题目
Design a max stack that supports push, pop, top, peekMax and popMax.
push(x) -- Push element x onto stack.
pop() -- Remove the element on top of the stack and return it.
top() -- Get the element on the top.
peekMax() -- Retrieve the maximum element in the stack.
popMax() -- Retrieve the maximum element in the stack, and remove it. If you find more than one maximum elements, only remove the top-most one.

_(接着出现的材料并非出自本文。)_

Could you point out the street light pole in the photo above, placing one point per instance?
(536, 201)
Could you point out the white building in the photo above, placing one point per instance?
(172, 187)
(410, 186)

不难的题目,但是写起来巨烦,因为java的优先队列要自己写Compare函数。。
思路很简单
用一个stack存数据,再用一个优先队列存一个pair <value, index in stack>, 加上lazy removal。
答案
/*
Use a normal stack
Then, use a heap to keep track of the maximum guy, and its index
*/
class MaxStack {
class Entry implements Comparable<Entry> {
int val;
int idx;
public Entry(int val, int idx) {
this.val = val;
this.idx = idx;
}
@Override
public int compareTo(Entry o) {
if(this.val < o.val) return 1;
else if(this.val > o.val) return -1;
else {
if(this.idx < o.idx) return 1;
else if(this.idx > o.idx) return -1;
else return 0;
}
}
@Override
public boolean equals(Object obj) {
Entry e = (Entry) obj;
return this.val == e.val && this.idx == ((Entry) obj).idx;
}
}
Stack<Integer> stk;
PriorityQueue<Entry> pq;
Map<Integer, Integer> map;
Set<Integer> set;
/** initialize your data structure here. */
public MaxStack() {
stk = new Stack<Integer>();
pq = new PriorityQueue<Entry>();
set = new HashSet<>();
}
public void push(int x) {
stk.push(x);
pq.offer(new Entry(x, stk.size() - 1));
//pq.offer(new int[]{x, stk.size() - 1});
}
public int pop() {
// Look at current index
int idx = stk.size() - 1;
while(set.contains(idx)) {
stk.pop();
set.remove(idx);
idx = stk.size() - 1;
}
pq.remove(new Entry(stk.peek(), stk.size() - 1));
return stk.pop();
}
public int top() {
// Look at current index
int idx = stk.size() - 1;
while(set.contains(idx)) {
stk.pop();
set.remove(idx);
idx = stk.size() - 1;
}
return stk.peek();
}
public int peekMax() {
return pq.peek().val;
}
public int popMax() {
// Add this to map, lazy delete
Entry e = pq.poll();
set.add(e.idx);
return e.val;
}
}